Wolf Stundl, Wunderfilm
Further Finnish hospitality can be found in Kemijärvi, which is the northernmost city in the country. This is a part of Lapland where the landscape surprises, as the city offers lakeside sand beaches during the summer, as well as the breathtaking vistas of the River Kemijoki – the longest in Finland – and Lake Kemijärvi, both of which are mostly frozen when we visit. Despite its northerly location, the city offers local equipment rental and a crew base, and is only a short drive from Rovaniemi.
While Lapland delivers the locations and the production support, merely getting around can be an adventure. Snowmobiles are our main mode of transport as we scout the sights around Pyhä-Luosto. Local hire firms provide the machines themselves, as well as heavy-duty snow boots and bodysuits that are brilliant at keeping the heat in and the cold out; very necessary considering winter temperatures fall to around -6 Degrees Celsius in March. We face a low of about -11 during our trip.
Snowmobiles are easy to drive and can reach speeds of some 100km/h over open ground (which is quite a rush on a frozen lake!), although bear in mind you need a valid driver’s licence if you want to take control of one yourself.
Lacking a driver’s licence I’m relegated to passenger (the machine itself can comfortably accommodate three including the driver), but this actually has its advantages for people new to Lapland as it means you can focus on the sights rather than having to pay too much attention to the road. Special pathways are set aside for snowmobiles and it’s best to keep to them as the snow on either side of the track can be a lot deeper than it appears on first glance.
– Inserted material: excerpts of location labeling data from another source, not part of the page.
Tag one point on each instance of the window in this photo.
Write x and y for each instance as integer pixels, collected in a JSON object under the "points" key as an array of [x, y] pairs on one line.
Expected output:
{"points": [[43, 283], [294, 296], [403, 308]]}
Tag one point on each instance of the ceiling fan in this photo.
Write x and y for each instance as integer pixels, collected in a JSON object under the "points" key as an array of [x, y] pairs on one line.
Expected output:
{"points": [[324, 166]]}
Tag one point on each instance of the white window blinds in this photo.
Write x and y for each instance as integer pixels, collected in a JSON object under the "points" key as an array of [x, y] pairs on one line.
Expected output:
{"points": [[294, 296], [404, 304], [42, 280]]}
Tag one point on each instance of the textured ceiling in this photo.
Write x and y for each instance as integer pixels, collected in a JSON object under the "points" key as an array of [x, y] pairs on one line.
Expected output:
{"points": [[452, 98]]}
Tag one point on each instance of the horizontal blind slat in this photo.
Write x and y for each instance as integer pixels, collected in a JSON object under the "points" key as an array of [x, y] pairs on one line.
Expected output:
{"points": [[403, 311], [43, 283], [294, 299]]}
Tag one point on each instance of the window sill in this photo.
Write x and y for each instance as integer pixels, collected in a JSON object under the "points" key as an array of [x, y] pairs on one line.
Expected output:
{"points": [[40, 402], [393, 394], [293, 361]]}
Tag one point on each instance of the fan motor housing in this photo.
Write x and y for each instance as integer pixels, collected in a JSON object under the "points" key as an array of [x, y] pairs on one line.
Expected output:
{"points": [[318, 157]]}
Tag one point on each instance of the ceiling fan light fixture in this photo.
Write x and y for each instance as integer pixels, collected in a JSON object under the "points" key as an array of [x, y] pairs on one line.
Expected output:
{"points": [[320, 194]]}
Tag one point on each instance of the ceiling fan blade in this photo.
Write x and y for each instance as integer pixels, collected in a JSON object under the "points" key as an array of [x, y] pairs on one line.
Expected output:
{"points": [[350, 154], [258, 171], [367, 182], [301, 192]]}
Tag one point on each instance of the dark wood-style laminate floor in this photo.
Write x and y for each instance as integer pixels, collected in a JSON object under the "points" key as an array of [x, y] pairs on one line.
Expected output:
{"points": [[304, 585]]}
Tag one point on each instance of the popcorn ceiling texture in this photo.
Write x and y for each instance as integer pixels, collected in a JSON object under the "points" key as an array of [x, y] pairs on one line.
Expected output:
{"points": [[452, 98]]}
Creatively, Lapland is very inspiring. We saw lots of great visuals that could inspire commercial campaigns right off the bat. My feeling is that they can cope with any scale of production, even if extra crew need to be brought in.
Angus MacDonald, Producer
Angus MacDonald was as impressed as his industry colleagues about what he found on the trip: “Creatively, Lapland is very inspiring. We saw lots of great visuals that could inspire commercial campaigns right off the bat. My feeling is that they can cope with any scale of production, even if extra crew need to be brought in. The biggest challenge is going to be convincing the larger advertising agencies that this is the place to come.”
Production crews won’t be stuck for things to do in their downtime, either. Saunas are a fundamental part of Finnish culture - most modern apartments even have one built in – and they’re a terrific way to wind down. Alternating between the sauna and a hot tub is the way to go and when the hot tub lies on the bank of a frozen lake and you time your session for sunset the views are nothing short of sensational; a blissful experience for the mind and body.
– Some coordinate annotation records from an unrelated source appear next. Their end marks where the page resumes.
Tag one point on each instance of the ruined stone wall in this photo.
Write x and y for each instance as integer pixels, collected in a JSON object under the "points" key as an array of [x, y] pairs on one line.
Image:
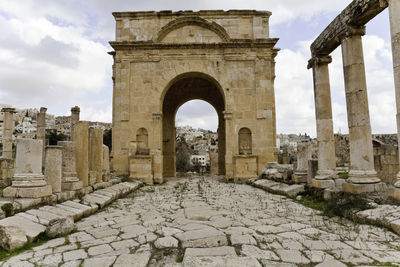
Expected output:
{"points": [[242, 71], [386, 162]]}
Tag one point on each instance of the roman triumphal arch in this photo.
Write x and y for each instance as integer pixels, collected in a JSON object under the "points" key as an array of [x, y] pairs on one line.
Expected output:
{"points": [[164, 59]]}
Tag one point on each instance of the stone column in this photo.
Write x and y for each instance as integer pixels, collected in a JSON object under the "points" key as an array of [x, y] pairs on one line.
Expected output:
{"points": [[323, 114], [8, 128], [80, 136], [394, 17], [304, 154], [362, 175], [41, 131], [28, 180], [106, 163], [53, 168], [75, 111], [70, 181], [95, 155]]}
On our last night we visit Snowland in Rovaniemi, which offers an igloo restaurant with tables and a bar all made of ice and compacted snow. The structure takes about seven weeks to build over a mesh framework and as a memorable place to enjoy a tipple with a group of friends it’s a potential wrap party venue too.
The snow guarantee in Lapland is excellent and is the region’s main appeal. It’s an exotic location that’s easy to get to.
Wolf Stundl, Wunderfilm
The quality of the food also deserves a mention, with some of the more exotic items on the Lapland menu including reindeer and brown bear, as well as fantastic fish dishes, all of which should appeal to producers looking to eat well while on location.
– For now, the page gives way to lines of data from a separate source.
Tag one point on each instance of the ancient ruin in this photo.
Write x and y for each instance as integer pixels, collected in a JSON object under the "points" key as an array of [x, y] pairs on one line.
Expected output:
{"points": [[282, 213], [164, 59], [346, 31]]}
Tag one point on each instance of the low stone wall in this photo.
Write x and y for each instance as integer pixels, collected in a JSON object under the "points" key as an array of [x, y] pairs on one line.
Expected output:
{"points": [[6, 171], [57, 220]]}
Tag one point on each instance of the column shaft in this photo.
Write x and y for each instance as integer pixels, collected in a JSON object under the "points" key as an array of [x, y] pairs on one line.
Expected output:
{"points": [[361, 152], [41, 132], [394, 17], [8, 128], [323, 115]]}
Wolf concludes: “The snow guarantee in Lapland is excellent and is the region’s main appeal. It’s an exotic location that’s easy to get to. It shows that there are other options besides global favourites like Canada, which is always useful to know especially for companies based in Europe.”
Lapland has a huge amount to offer the international filming industries but there’s still work to do to heighten its global brand awareness and to change perceptions of its accessibility. A formal incentive will make things easier, but at the moment the can-do attitude of the Finnish Lapland Film Commission and its partners is a strong base on which the region’s industry can continue to grow.